How data engineering strengthens public health initiatives

December 16, 2024 by Tara Newton

By providing clear, actionable data, stakeholders can make better-informed decisions, optimize interventions, and improve health outcomes.

Geshiyaro_La

A lab technician in Wolaita zone in Ethiopia analyzes samples collected as part of the Geshiyaro project. Photo: London Centre for Neglected and Tropical Disease Research.

In public health, the strength of decisions lies in the data behind them. Even with years of experience in administering and implementing health interventions, many organizations and health officials still face significant hurdles when it comes to efficiently collecting, managing, and interpreting data to inform decision-making.

This was the challenge faced by stakeholders in Ethiopia on the Geshiyaro project, funded by the Children’s Investment Fund Foundation (CIFF). Geshiyaro means “hygienic” in the Wolaita language. The project, implemented in the Wolaita zone, aimed at optimizing programs to eliminate soil-transmitted helminths (parasitic worms in soil) and schistosomiasis (parasites in freshwater) by improving sanitation and hygiene. This was achieved through interventions such as mass drug administration (MDA) and improved water access.

PATH played a crucial role in transforming how the project team (CIFF, Federal Ministry of Health in Ethiopia, Ethiopian Public Health Institute, and London Centre for Neglected and Tropical Disease Research) approached data management and reporting.

Through meticulous coordination and the development of a robust data dashboard system, PATH helped ensure that the project’s stakeholders—from government officials to international donors—had the clear, actionable data they needed to evaluate the progress of the program.

Organizing the data

PATH’s Senior Data Engineer, Doug Morris, and his team were responsible for wrangling the siloed, raw data into a structured, actionable, and compelling format that could be understood by all stakeholders.

The data sources were diverse, including disease prevalence data (e.g., stool egg counts), MDA logs (capturing drug administration via biometrics), and WASH intervention data from public health surveys at the household level. These datasets were collected by different teams, each using its own data management systems, resulting in challenges around integration and standardization.

Doug and his team designed interactive dashboards in Tableau that visualized key metrics mapped back to the various data sources. However, developing these dashboards required more than just making data visually appealing—it involved understanding how data points fed into key indicators and how those indicators would inform decision-making.

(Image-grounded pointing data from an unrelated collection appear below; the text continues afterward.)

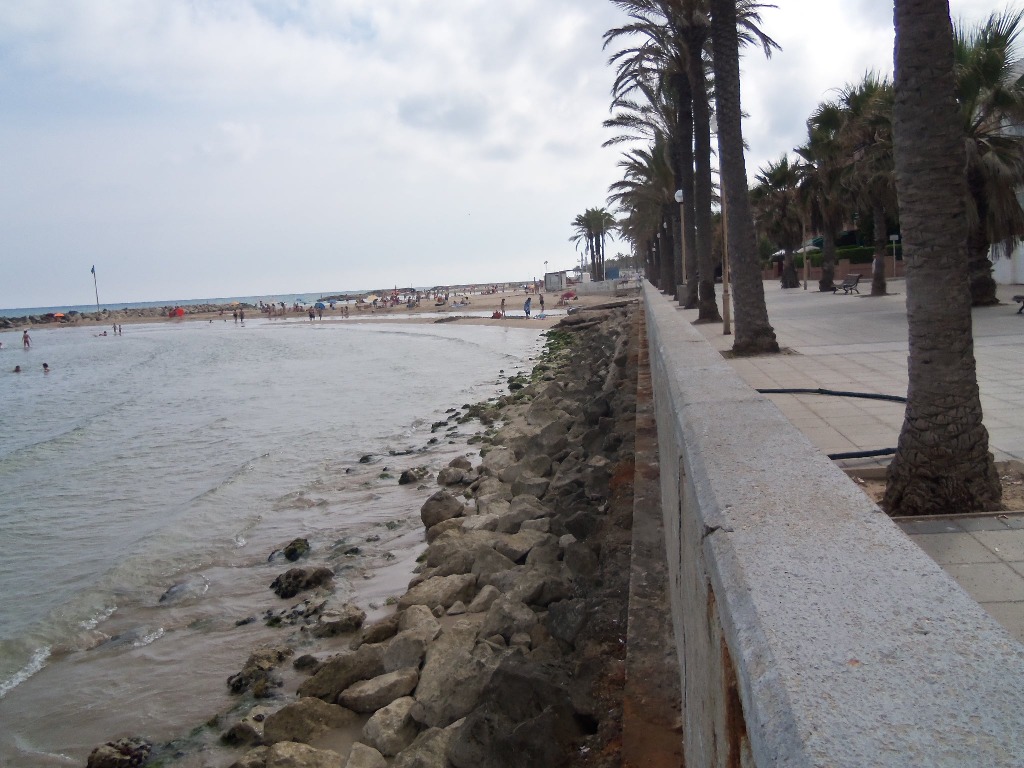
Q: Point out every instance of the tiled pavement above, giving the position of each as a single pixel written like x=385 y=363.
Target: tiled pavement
x=859 y=343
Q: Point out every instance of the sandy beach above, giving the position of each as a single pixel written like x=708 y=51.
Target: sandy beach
x=477 y=311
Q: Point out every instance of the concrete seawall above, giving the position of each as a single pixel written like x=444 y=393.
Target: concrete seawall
x=810 y=630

Key steps in the process included:

  • Collaborating with stakeholders: The team worked closely with government officials, donors, and implementers to ensure the dashboards met their needs. Clear communication was essential to align on how to define key metrics (e.g., what constitutes the "eligible population" for MDA) and how to calculate them.
  • Cleaning and standardizing data: Since the data came from multiple sources, the team had to address inconsistencies in frameworks, metrics, and calculations. Disagreements required careful attention to terminology and definitions to ensure everyone was on the same page.
  • Transitioning to local teams: A significant challenge was transitioning the dashboards to the Ethiopian team in just one month. This required not only transferring the technical know-how but also training local staff to use the system effectively.

Despite these challenges, the final dashboards had a significant impact and were positively received. They provided government officials and donors with timely, actionable insights into MDA coverage, disease prevalence, and the effectiveness of WASH interventions. This transparency aimed to foster greater trust and collaboration, enabling stakeholders to make data-driven decisions and adjust strategies as needed.

The value of data engineering skills

Reflecting on the experience, PATH's team emphasized the critical role of data engineering—a skill often overlooked in discussions about data science. In this project, data engineering involved not only building dashboards but also ensuring that data was clean, structured, and accessible to all stakeholders.

“Data engineers manage the messiness of working with real-world data and translate it into well-organized, shared datasets. This requires technical expertise, patience, and collaboration with stakeholders to ensure everyone is aligned.”
— Doug Morris, Senior Data Engineer, PATH

In general, there is a lack of investment in data engineering. While there is growing interest in adopting flashy analytics or AI-driven solutions, the foundational work required to prepare data for these tools is often overlooked. Without strong data management, even the most sophisticated models and dashboards are ineffective.

The Geshiyaro project is a prime example of how strong data engineering can strengthen public health initiatives. By providing clear, actionable data, PATH enabled the Ethiopian government and its partners to make better-informed decisions, optimize interventions, and improve health outcomes.